NS, a 60 year old male patient, was a habitual smoker. In order to aid smoking cessation, 5 mg of donepezil was administered on daily basis for a period of one year. Although the patient moved his bowels more frequently, the effect was not strong enough to aid smoking cessation. The patient continued to smoke.

EXAMPLE 5

A 63 year old male patient was an occasional smoker. He had been on a combination regimen of donepezil (5 mg, once a day) and rivastigmine (1.5 mg, twice a day), and was not smoking. When he was offered a cigarette, he took two puffs and had to run to the bathroom and barely made it in time. He never smoked again.

EXAMPLE 6

An exemplary program for aiding smoking cessation, as presented to the patient, is as follows.

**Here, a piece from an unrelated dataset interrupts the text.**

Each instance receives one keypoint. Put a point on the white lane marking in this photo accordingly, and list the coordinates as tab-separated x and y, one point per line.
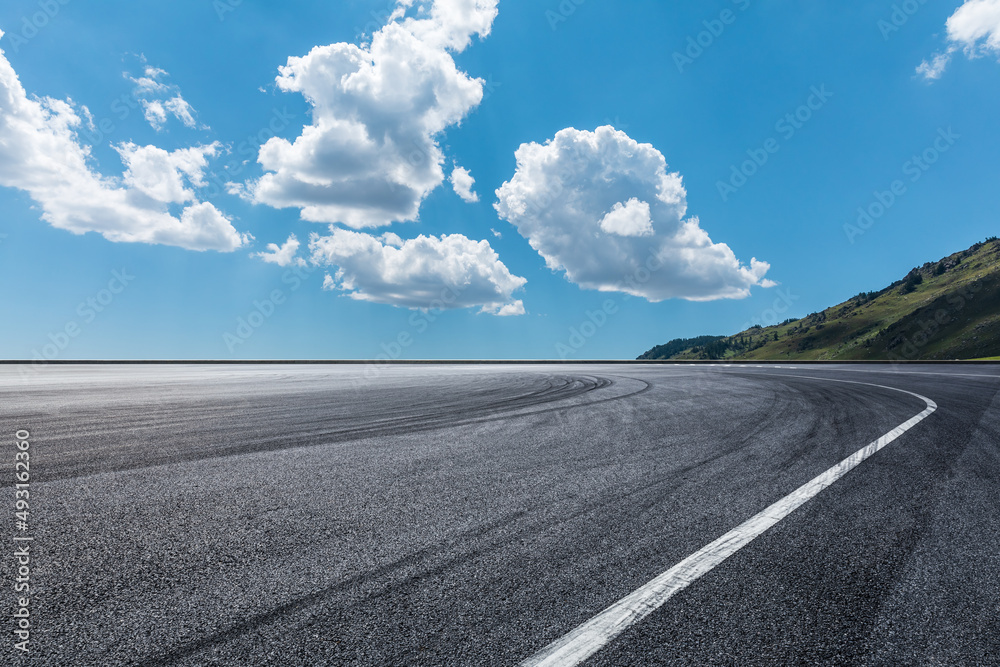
588	638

(1) apply Exelon Patch (4.6 mg) patch to skin with no hair on it, for instance under the collar bone and leave it there for 24 hours. The next day take the patch off, and apply another one at a different site. The patient may take a shower or swim with the patch on. Apply one patch a day for one week.

(2) After one week, switch to Exelon Patch 9.5 mg.

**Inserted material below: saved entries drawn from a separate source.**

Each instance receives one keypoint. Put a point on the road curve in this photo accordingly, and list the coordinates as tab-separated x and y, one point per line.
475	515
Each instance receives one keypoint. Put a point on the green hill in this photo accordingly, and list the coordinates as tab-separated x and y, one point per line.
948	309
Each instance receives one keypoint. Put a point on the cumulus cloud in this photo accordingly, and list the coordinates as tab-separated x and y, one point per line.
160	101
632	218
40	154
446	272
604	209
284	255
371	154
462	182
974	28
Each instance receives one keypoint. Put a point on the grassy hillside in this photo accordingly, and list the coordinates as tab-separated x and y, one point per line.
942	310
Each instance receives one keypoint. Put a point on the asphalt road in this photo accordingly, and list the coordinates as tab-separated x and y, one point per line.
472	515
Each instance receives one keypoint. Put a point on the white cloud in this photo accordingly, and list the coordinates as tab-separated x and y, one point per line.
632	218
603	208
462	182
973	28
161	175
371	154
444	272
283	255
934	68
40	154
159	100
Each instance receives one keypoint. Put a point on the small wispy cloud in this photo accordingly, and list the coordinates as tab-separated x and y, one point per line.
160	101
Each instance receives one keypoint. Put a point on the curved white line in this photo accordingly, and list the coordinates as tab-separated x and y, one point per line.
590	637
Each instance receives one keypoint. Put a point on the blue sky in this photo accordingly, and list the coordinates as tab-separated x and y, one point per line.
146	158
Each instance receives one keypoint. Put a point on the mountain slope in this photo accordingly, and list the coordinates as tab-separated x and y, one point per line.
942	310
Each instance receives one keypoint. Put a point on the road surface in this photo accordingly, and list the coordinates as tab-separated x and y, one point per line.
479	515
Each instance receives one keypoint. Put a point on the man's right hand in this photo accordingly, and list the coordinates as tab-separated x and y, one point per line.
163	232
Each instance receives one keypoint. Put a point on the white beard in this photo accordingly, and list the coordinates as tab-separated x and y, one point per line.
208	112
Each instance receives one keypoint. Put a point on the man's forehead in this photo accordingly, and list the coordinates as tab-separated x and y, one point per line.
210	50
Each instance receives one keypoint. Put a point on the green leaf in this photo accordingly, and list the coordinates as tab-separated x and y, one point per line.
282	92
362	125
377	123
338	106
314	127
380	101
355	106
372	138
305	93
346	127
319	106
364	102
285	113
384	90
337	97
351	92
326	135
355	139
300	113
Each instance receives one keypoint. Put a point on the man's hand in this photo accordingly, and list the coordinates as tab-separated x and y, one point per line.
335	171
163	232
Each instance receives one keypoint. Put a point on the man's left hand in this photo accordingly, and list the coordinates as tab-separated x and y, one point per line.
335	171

(3) Start to take donepezil (5 mg, once per day, upon waking up) after the first week of taking Exelon Patch 9.5 mg.

(4) The patient should try to stop smoking once he starts taking donepezil. Smoking should make him feel uncomfortable in his abdomen. If it does not make the patient feel uncomfortable, he should consult his doctor if he needs to increase the dosage of donepezil to 10 mg once a day. If the patient gets into a situation in which he feels he needs to smoke despite the fact that he has been taking these medicines, he could take one loperamide 2 mg tablet, a non-prescription medicine. He would be able to smoke 15-30 minutes after he took loperamide and he should not have any abdominal discomfort for about 4 hours.

(5) The regimen should be continued for about a year, or until the patient no longer desires to use tobacco products.

The present invention may be embodied in other specific forms without departing from the spirit or essential attributes thereof.